Statistics - Regression Intercept Confidence Interval

# Statistics – Regression Intercept Confidence Interval

Regression Intercept Confidence Interval, is a method to decide closeness of two elements and is used to verify the reliability of estimation.

## Method

R=Î²0Â±t(1âˆ’Î±2,nâˆ’okâˆ’1)Ã—SEÎ²0R=Î²0Â±t(1âˆ’Î±2,nâˆ’okâˆ’1)Ã—SEÎ²0

The place âˆ’

• Î²0Î²0Â = Regression intercept.
• okokÂ = Variety of Predictors.
• nnÂ = pattern dimension.
• SEÎ²0SEÎ²0Â = Customary Error.
• Î±Î±Â = Share of Confidence Interval.
• ttÂ = t-value.

### Instance

Drawback Assertion:

Compute the Regression Intercept Confidence Interval of following information. Whole variety of predictors (ok) are 1, regression interceptÂ Î²0Î²0Â as 5, pattern dimension (n) as 10 and customary errorÂ SEÎ²0SEÎ²0Â as 0.15.

Resolution:

Allow us to think about the case of 99% Confidence Interval.

Step 1: Compute t-value the placeÂ Î±=0.99Î±=0.99.
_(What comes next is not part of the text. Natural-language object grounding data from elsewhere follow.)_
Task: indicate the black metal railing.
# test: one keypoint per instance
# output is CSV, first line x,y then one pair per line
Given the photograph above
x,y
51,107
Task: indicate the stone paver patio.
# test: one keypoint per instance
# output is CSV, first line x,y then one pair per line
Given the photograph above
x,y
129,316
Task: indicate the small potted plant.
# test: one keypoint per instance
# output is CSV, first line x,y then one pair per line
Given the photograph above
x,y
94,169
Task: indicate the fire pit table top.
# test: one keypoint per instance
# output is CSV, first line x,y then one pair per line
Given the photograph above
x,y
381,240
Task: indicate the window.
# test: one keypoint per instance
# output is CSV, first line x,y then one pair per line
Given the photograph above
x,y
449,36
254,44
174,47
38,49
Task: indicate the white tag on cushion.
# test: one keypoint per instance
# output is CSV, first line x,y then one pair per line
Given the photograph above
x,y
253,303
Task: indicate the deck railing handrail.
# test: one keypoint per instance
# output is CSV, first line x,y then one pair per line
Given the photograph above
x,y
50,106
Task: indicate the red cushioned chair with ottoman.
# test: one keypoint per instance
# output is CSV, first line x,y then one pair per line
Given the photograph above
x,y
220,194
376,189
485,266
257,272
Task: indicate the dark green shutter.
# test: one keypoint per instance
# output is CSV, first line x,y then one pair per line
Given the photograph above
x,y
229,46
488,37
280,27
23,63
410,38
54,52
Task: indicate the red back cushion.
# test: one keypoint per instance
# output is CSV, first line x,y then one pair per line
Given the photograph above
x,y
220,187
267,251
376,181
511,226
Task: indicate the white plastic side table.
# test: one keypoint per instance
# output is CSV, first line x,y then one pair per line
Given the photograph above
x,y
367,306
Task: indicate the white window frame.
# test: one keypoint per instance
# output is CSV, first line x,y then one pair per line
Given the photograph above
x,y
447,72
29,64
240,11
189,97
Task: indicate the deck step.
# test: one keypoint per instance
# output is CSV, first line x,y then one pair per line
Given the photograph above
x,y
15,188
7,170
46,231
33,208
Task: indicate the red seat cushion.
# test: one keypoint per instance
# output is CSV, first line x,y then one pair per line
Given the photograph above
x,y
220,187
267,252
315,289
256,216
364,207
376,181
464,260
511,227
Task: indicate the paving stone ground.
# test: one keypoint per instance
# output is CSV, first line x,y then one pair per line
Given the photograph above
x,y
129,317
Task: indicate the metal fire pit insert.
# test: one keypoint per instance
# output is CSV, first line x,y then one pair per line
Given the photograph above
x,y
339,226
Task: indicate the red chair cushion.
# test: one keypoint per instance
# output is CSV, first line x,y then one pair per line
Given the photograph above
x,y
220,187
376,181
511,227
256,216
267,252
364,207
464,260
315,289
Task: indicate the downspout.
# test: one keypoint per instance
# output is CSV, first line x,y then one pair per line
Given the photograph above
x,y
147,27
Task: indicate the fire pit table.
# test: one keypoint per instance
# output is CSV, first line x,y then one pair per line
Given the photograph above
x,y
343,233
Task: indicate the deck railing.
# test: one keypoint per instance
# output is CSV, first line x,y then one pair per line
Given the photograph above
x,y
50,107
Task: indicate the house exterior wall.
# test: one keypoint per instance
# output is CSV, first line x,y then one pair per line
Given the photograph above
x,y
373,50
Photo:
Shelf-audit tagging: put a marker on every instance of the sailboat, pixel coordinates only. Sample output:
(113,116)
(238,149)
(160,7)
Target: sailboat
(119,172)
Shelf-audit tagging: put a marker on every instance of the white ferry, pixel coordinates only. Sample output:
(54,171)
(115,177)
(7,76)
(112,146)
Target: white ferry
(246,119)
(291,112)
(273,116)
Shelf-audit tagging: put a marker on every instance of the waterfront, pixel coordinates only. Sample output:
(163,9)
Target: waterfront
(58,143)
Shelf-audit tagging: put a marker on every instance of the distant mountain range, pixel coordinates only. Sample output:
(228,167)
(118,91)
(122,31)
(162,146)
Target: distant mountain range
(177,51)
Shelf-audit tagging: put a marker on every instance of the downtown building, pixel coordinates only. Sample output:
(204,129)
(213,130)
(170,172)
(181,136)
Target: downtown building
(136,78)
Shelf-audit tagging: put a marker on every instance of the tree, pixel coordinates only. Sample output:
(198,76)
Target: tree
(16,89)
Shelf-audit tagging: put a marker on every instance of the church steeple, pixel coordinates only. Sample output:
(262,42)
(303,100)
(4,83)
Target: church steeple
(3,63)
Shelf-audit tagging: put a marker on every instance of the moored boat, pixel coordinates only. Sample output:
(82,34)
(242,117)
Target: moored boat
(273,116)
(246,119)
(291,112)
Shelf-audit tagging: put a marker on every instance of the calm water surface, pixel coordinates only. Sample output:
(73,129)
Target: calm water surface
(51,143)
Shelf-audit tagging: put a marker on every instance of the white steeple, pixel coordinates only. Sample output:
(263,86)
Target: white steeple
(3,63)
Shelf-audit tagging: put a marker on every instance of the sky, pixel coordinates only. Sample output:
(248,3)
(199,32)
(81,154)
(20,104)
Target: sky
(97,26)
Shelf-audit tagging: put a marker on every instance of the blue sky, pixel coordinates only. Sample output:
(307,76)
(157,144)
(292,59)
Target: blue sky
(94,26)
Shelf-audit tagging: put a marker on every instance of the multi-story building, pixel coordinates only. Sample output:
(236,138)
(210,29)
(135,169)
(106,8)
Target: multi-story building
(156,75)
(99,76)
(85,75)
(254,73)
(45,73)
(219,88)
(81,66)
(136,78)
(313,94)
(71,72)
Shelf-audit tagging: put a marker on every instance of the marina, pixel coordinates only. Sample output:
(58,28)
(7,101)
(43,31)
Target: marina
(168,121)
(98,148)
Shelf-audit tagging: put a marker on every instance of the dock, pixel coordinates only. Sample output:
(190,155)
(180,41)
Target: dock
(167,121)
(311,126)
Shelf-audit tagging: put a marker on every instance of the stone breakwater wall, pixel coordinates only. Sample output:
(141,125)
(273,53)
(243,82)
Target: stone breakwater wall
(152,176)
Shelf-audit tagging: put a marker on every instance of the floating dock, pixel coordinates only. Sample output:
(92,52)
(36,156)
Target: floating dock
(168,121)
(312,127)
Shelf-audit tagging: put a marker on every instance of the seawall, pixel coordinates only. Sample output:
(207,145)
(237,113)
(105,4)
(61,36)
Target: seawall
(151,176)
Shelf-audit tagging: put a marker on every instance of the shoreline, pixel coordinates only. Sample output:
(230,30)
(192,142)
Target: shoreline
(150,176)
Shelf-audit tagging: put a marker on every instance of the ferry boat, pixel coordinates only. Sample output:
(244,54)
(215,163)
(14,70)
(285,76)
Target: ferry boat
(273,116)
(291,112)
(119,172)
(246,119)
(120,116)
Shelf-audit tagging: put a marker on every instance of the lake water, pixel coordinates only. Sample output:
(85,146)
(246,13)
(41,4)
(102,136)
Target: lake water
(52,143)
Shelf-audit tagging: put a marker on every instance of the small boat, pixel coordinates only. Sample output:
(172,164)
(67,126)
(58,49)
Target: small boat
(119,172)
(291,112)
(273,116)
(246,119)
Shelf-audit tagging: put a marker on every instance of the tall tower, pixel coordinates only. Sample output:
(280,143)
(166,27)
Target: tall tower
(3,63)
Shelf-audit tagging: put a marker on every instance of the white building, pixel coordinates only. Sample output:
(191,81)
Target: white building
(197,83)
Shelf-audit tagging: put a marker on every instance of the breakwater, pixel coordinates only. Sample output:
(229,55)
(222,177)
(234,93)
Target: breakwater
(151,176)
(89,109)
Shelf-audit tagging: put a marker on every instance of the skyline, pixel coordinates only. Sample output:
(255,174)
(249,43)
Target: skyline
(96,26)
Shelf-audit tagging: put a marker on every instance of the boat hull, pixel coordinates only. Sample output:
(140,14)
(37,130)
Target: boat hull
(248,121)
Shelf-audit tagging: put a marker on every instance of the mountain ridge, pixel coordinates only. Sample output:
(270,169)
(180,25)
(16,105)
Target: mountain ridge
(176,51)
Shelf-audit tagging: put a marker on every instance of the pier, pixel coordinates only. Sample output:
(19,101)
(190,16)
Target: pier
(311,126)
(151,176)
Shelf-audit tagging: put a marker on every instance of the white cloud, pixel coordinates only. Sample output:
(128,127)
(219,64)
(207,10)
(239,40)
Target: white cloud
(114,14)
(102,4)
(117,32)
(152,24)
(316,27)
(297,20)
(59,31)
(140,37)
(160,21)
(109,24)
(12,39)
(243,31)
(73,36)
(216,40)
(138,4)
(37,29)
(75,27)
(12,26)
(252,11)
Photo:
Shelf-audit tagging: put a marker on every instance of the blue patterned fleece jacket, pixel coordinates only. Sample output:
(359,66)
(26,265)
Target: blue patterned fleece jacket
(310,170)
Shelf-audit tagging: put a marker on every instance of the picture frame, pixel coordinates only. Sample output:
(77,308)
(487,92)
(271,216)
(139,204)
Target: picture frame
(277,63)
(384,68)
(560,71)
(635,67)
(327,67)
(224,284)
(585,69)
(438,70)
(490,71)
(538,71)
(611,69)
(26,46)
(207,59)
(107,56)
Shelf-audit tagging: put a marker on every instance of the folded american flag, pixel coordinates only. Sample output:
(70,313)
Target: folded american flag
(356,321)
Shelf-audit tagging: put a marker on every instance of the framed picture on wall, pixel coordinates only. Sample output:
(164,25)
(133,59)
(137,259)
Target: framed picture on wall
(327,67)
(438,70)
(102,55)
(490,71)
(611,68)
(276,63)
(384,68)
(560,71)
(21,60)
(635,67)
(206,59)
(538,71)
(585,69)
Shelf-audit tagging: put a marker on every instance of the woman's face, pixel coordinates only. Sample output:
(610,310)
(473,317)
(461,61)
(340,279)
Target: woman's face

=t(1âˆ’Î±2,nâˆ’okâˆ’1)=t(1âˆ’0.992,10âˆ’1âˆ’1)=t(0.005,8)=3.3554=t(1âˆ’Î±2,nâˆ’okâˆ’1)=t(1âˆ’0.992,10âˆ’1âˆ’1)=t(0.005,8)=3.3554

Step 2:Â â‰¥â‰¥Regression intercept:

=Î²0+t(1âˆ’Î±2,nâˆ’okâˆ’1)Ã—SEÎ²0=5âˆ’(3.3554Ã—0.15)=5âˆ’0.50331=4.49669=Î²0+t(1âˆ’Î±2,nâˆ’okâˆ’1)Ã—SEÎ²0=5âˆ’(3.3554Ã—0.15)=5âˆ’0.50331=4.49669

Step 3:Â â‰¤â‰¤Regression intercept:

=Î²0âˆ’t(1âˆ’Î±2,nâˆ’okâˆ’1)Ã—SEÎ²0=5+(3.3554Ã—0.15)=5+0.50331=5.50331=Î²0âˆ’t(1âˆ’Î±2,nâˆ’okâˆ’1)Ã—SEÎ²0=5+(3.3554Ã—0.15)=5+0.50331=5.50331

Because of this, Regression Intercept Confidence Interval isÂ 4.496694.49669Â orÂ 5.503315.50331Â for 99% Confidence Interval.